15 Weiters ist in Bezug auf die Rückkehrentscheidung eine unter Bedachtnahme auf die jeweiligen Umstände des Einzelfalls in Form einer Gesamtbetrachtung durchgeführte Interessenabwägung im Sinn des Art. 8 EMRK im Allgemeinen wenn sie auf einer verfahrensrechtlich einwandfreien Grundlage erfolgte und in vertretbarer Weise im Rahmen der von der Rechtsprechung entwickelten Grundsätze vorgenommen wurde nicht revisibel im Sinn des Art. 133 Abs. 4 B VG (vgl. VwGH 13.7.2022, Ra 2022/17/0035, mwN). Das gilt sinngemäß auch für die einzelfallbezogene Erstellung einer Gefährdungsprognose und für die Bemessung der Dauer eines Einreiseverbotes (vgl. dazu etwa VwGH 1.8.2023, Ra 2023/17/0097, mwN).

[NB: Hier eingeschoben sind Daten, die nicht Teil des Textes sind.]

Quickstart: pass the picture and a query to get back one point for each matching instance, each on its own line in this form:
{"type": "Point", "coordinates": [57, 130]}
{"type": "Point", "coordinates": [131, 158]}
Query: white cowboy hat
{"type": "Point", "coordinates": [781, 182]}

16 Das BVwG hat ausreichende Feststellungen zur erst seit kurzem bestehenden Beziehung des Revisionswerbers zu seiner österreichischen Ehefrau getroffen und diese in seine Interessenabwägung eingebunden. Insbesondere ist es nachvollziehbar zur Auffassung gelangt, dass die Ehefrau den Revisionswerber in Bosnien-Herzegowina besuchen könne. Zudem hat das BVwG den privaten Interessen des Revisionswerbers ohnehin durch Herabsetzung der Dauer des Einreiseverbotes ausreichend Rechnung getragen. Soweit der Revisionswerber nunmehr geltend macht, dass seine Ehefrau ein Kind von ihm erwarte, liegt eine im Revisionsverfahren unzulässige Neuerung vor (vgl. VwGH 10.1.2023, Ra 2022/18/0312, mwN, wonach Änderungen der Sach- und Rechtslage, die sich nach Erlassung des angefochtenen Erkenntnisses ereignet haben und daher vom Verwaltungsgericht nicht berücksichtigt werden konnten, einer Prüfung im Revisionsverfahren jedenfalls entzogen sind).
17 Vor dem Hintergrund des Gesagten durfte das BVwG angesichts des vorliegenden eindeutigen Falls von einem geklärten Sachverhalt ausgehen und daher gemäß § 21 Abs. 7 BFA VG von der Durchführung einer Beschwerdeverhandlung absehen.
18 In der Revision werden daher keine Rechtsfragen aufgeworfen, denen im Sinne des Art. 133 Abs. 4 B VG grundsätzliche Bedeutung zukäme. Die Revision war daher zurückzuweisen.